Yesterday's weather didn't start off too well-it wasn't rainy but it was overcast and very humid, a condition I've heard forecasters refer to as 'threatening.' But, much like the mailmen of old, whom 'neither rain nor snow nor sleet nor hail nor gloom of night can keep from their appointed rounds' until privatization (of course), a little unsettled weather doesn't stop the landscaping guys. By the time most of the folks in all of the buildings were wandering into work, the lawn guys were getting their swerve on.
I don't know what lawnmower men do in Connecticut in January-perhaps shovel snow. They may be snowbirds and migrate to points south and get closer to the tar balls in the Gulf of Mexico. But come spring, they swarm ashore across the state on rider tractors and zoom around on these weird looking stand-up-with-one-foot-on-each-side-of-the-engine-and-rotating-blade-self-propelled-machines that scare the bejabbers out of me.
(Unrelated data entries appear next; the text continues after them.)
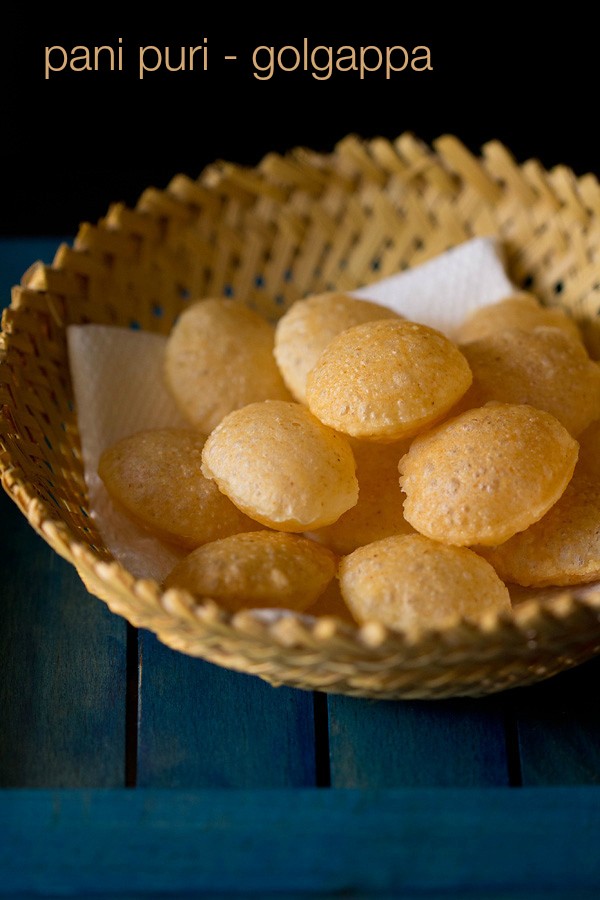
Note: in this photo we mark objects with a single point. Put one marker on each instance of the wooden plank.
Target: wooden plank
(558, 728)
(449, 743)
(479, 843)
(204, 726)
(62, 653)
(62, 664)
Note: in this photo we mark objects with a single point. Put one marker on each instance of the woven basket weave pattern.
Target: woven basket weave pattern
(296, 224)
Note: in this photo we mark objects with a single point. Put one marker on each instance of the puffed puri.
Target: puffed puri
(281, 466)
(486, 474)
(387, 380)
(408, 581)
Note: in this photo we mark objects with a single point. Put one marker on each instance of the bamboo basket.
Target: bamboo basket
(296, 224)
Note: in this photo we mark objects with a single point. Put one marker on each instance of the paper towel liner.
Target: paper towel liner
(119, 389)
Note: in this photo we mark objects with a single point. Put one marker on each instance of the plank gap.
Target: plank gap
(131, 707)
(322, 758)
(513, 754)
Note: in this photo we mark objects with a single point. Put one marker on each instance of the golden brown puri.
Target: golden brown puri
(521, 310)
(219, 357)
(331, 604)
(544, 367)
(310, 324)
(156, 478)
(387, 380)
(257, 569)
(486, 474)
(563, 547)
(409, 580)
(281, 466)
(379, 512)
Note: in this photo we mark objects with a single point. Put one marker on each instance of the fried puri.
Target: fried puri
(309, 325)
(219, 357)
(281, 466)
(379, 512)
(544, 367)
(387, 380)
(156, 478)
(483, 476)
(411, 580)
(257, 569)
(563, 548)
(522, 310)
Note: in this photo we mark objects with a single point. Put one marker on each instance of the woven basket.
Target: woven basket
(296, 224)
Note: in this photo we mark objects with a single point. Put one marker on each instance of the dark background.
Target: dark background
(72, 144)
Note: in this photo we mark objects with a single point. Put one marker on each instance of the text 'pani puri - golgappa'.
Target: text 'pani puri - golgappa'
(281, 466)
(486, 474)
(411, 580)
(544, 367)
(257, 569)
(521, 310)
(219, 357)
(563, 547)
(387, 380)
(155, 477)
(310, 324)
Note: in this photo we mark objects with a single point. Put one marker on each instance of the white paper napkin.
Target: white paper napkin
(119, 388)
(443, 291)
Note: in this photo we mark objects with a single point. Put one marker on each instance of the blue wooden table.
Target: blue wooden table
(129, 770)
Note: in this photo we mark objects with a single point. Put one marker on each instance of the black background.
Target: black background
(75, 142)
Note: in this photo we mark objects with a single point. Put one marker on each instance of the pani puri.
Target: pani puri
(219, 357)
(310, 324)
(486, 474)
(411, 581)
(563, 547)
(156, 478)
(521, 310)
(331, 604)
(387, 380)
(281, 466)
(379, 512)
(544, 367)
(257, 569)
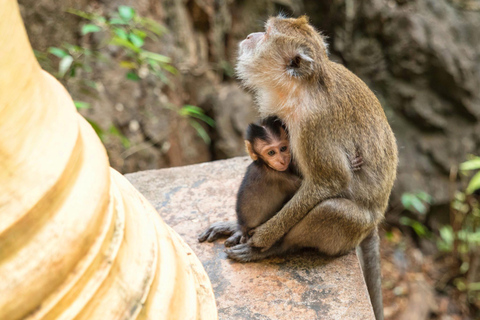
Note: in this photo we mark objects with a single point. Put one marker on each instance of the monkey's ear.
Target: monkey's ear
(301, 63)
(249, 148)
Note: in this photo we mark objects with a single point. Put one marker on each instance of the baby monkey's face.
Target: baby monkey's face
(275, 153)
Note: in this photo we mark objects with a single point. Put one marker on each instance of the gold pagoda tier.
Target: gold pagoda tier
(77, 240)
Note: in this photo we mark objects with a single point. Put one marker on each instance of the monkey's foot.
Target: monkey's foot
(218, 230)
(235, 239)
(245, 253)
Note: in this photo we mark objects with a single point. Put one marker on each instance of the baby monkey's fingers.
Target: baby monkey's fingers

Yesterday there were two sets of guys--one were the Rough Riders, Weed Whackers and Clippings Blowers and they were machete-manicuring every blade of grass that dared stick its head out of the earth. Meanwhile, on the other side of the lawns we never walk on, there were guys with a large, industrial length six-inch wide hosing, snaking from a tanker truck labeled "hydro-seed." I love this stuff-it's like the Hairclub for Men for lawns. I think they should call it Topsoil Toupee and don't understand why someone hasn't copyrighted that name.
It's not just me, right? The stuff looks like lime gelatin mixed with tapioca--not sure it has to, but fear it may want to. All kinds of fixings going on in there, sort of like Mickey D's special sauce on the Big Mac, except the green goop has ground up newspapers, fertilizer, seed and miracle ingredient z-247 (and it's Yossarian who says it and Heller who wrote it. One of them isn't real and the other isn't alive. That's how I tell 'em apart. How can a biography of a writer omit the sequel to his most famous novel? No idea, and yet it does.).
By all accounts the stuff grows like wildfire, or maybe spreads like wildfire, or like drunken cheerleaders after a homecoming football game. I'm not clear on the descriptors but there's always a lot of grass in a big hurry after the hydro seeding fairy has paid a visit. And that means the Briggs and Stratton small engine jockeys have happy hearts and bulging wallets. If they keep at it long enough, they can stick around all year long and stack peat, neatly mowed mind you, on top of one another as fuel for the blast furnaces as our very own Nutmeg State reinvents itself as an industrial dynamo, which will happen right after the next incarnation of Eli Whitney stops drinking that cotton gin.